[squid-dev] [RFC] V6 connectivity testing and dns_v4_first auto setter bash script.
Amos Jeffries
squid3 at treenet.co.nz
Fri Jan 29 07:59:52 UTC 2016
On 29/01/2016 6:54 p.m., Eliezer Croitoru wrote:
> I wrote a tiny bash script that I will later push into the CentOS RPMs
> and was wondering about pushing it into the squid sources.
> The source at: http://paste.ngtech.co.il/pxizenek2
>
> It was written for linux but can be modified for FreeBSD and other *NIX
> OS's.
> Checks for IPV6 resolution and connectivity(ping6) and changes
> squid.conf dns_v4_first to or or off.
> My idea was to run it every time before squid starts\restarts.
>
> What do you think about the idea of testing ipv6 connectivity in general
> before starting squid and about automatically change squid.conf?
Couple of things:
1) Quite a few of the customer base have issues with software performing
remote connections and sending/receiving data by default. We had quite a
push back against simply adding the http://www.squid-cache.org/*/SN.png
icon URL to the errorpage.css (to the point of security vulnerability
queries against some distro packages).
2) Squid should do this type of testing in the Ip::ProbeTransport() run
on each startup. So far we just check the socket fuctionality is
working. Remote connectivity checks should be controlled by a new config
directive that defaults to the current limited (non-remote) test set -
but allows admin who want to turn remote tests on if they wish.
3) The issue with IPv6 is not whether its enabled/disabled. A properly
configued IPv4-only network will skip past the IPv6 server connect
attempts in a few nanoseconds.
The problem is when the network is IPv6-enabled and an upstream
external along the path between Squid and the destination server has
broken/disabled ICMP support or bad tunnel configuration.
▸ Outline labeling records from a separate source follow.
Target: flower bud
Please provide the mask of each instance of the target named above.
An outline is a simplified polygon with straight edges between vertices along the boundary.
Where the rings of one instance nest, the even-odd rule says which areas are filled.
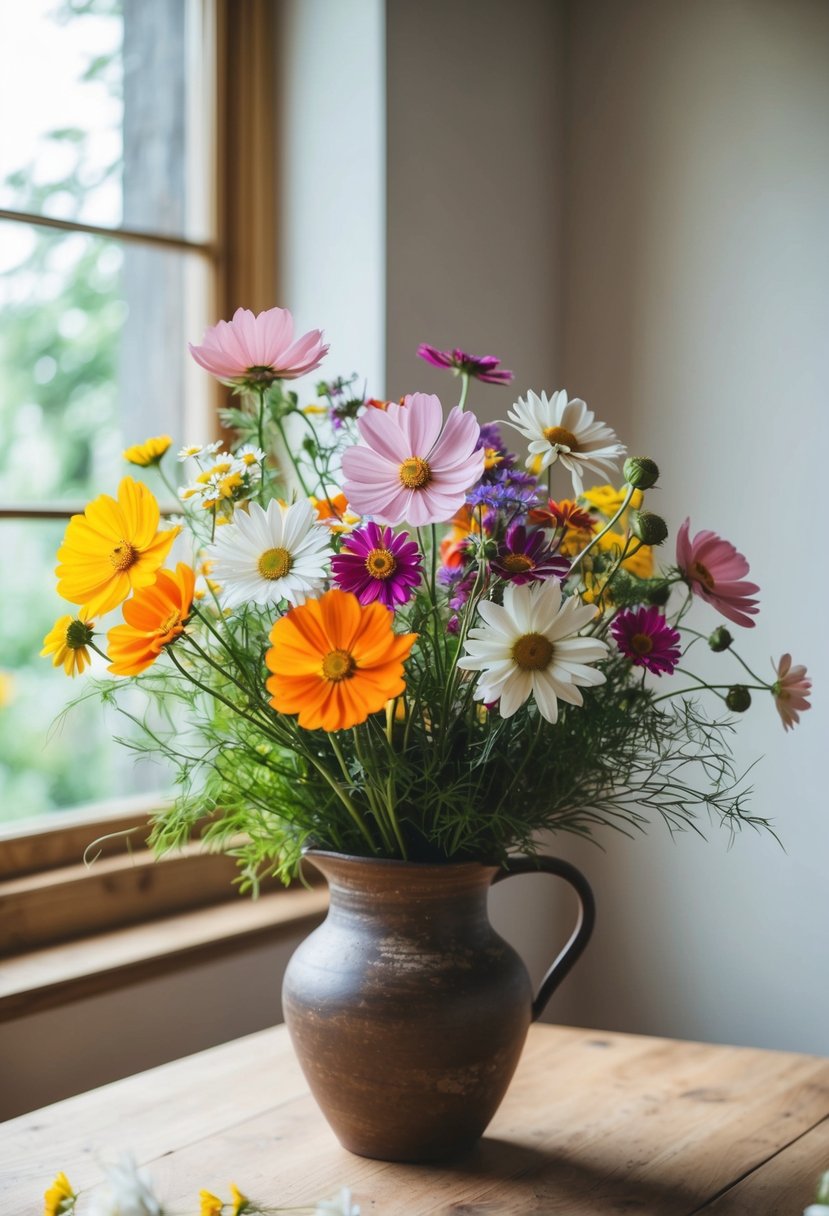
[[[751,704],[751,693],[745,685],[732,685],[726,693],[726,704],[734,714],[744,714]]]
[[[709,637],[709,646],[716,654],[718,654],[721,651],[727,651],[733,641],[734,638],[731,636],[726,626],[717,625],[715,631]]]
[[[631,511],[631,531],[643,545],[661,545],[667,539],[667,524],[653,511]]]
[[[669,582],[658,582],[648,591],[647,599],[655,608],[664,608],[671,598],[671,586]]]
[[[649,490],[656,484],[659,467],[647,456],[630,456],[625,461],[625,480],[637,490]]]

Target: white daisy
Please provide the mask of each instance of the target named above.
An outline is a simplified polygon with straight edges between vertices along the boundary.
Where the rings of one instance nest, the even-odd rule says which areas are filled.
[[[540,474],[560,461],[573,478],[573,492],[579,495],[583,490],[582,473],[609,477],[625,455],[616,433],[594,420],[581,398],[569,401],[566,392],[560,389],[552,396],[546,393],[541,396],[528,393],[526,400],[520,396],[507,415],[507,426],[530,440],[528,468]]]
[[[480,671],[475,700],[498,702],[502,717],[512,717],[528,697],[548,722],[558,720],[558,702],[581,705],[579,685],[604,683],[604,675],[587,666],[603,659],[608,646],[597,637],[577,637],[596,615],[576,596],[563,599],[558,579],[511,584],[503,607],[484,599],[478,606],[485,629],[470,629],[464,671]]]
[[[275,499],[263,511],[252,502],[236,511],[208,550],[225,608],[239,604],[301,604],[322,586],[331,534],[315,523],[306,499],[283,507]]]

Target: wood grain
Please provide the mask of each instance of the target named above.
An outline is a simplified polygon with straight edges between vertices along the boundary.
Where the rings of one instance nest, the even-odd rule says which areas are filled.
[[[0,966],[0,1023],[310,931],[327,906],[323,888],[297,886],[7,959]]]
[[[40,1216],[58,1169],[89,1186],[124,1149],[181,1216],[230,1180],[282,1205],[346,1184],[378,1216],[796,1216],[829,1150],[829,1062],[536,1025],[478,1148],[402,1166],[337,1144],[277,1028],[0,1127],[1,1210]]]

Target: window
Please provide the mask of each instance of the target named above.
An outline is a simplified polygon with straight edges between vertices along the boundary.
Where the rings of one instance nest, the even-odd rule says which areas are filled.
[[[123,724],[97,698],[52,725],[83,677],[38,655],[72,610],[52,590],[66,519],[139,475],[126,445],[210,437],[219,396],[186,342],[229,306],[273,303],[270,10],[0,13],[0,107],[15,114],[0,148],[0,820],[21,829],[164,784],[113,742]]]

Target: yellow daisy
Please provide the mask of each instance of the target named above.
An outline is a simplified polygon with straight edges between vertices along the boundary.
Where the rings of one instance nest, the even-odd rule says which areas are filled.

That issue
shows up as MTU discovery issues, lost IPv6 packets, hanging / timeouts,
etc.
There is no way we can test that for every upstream server in advance
of Squid startup. If we test it at all it has to be tested on a
per-request basis. Which is exactly the purpose of the pinger helper.
But simply detecting this requires the timeout or whatever to happen in
advance of the request sending (and may only happen on the reply, not
the request). So does not help at all with speeding up anything.
The only solution that really works is to get every network on the
Internet to re-enable ICMP(v6) so it works properly. And tunnel
operators to ensure their path-MTU discovery works as well. We are a
long way towards tunnel operators cleaning up their act though a few
stil remain. ICMP issues are till quite common.
PS. Also, note that the ICMP issues affect IPv4 traffic just as much as
IPv6. Its just that people seems to loudly blame IPv6 when it happens
there and quietly fix IPv4 when that happens, or worse blame IPv6 loudly
then quietly fix IPv4 when it was really IPv4 all along.